The last one is comparative methodology. This involves the absorbance measurement of a single standard and the unknown. Thus, it needs a pure standard to prevent any inaccuracies. Since it is based on the relationship between the standard and the unknown, therefore it is best if the concentration of the standard and the unknown solution are close. It is more preferred in United States Pharmacopeia(USP).
Overall, those three methods must obey the linearity as proposed in Beer-Lambert law. The concentrations for both unknown 1 and unknown 2 are 2.08 x 10-3%w/v and 8.67 x 10-4%w/v respectively. The common factors of error are the wavelength, spectral resolution and stray light. Absolute method in comparison with comparative method, is more reliable due to less measurements made. For the comparative method, any deviation or impure standard will cause inaccuracy in concentration determination. For absolute method, the factors of error can be reduced to minimum by using the UV spectrophotometer that fulfils the BP checks.

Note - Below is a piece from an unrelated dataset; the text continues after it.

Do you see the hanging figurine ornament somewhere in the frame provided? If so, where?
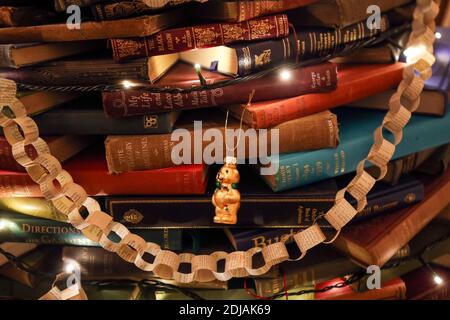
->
[212,90,255,224]
[212,157,241,224]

UV-visible spectroscopy is a simple, rapid, universal and cost-effective method in quantitative analysis. The analysis should be done at maximum wavelength so that the absorbance will be high and constant around the chosen wavelength. Sodium aminosalicylate is a good UV absorber. Beer- Lambert law must be obeyed in every quantitative method used. The concentrations for both unknown 1 and unknown 2 are 2.08 x 10-3%w/v and 8.67 x 10-4%w/v respectively.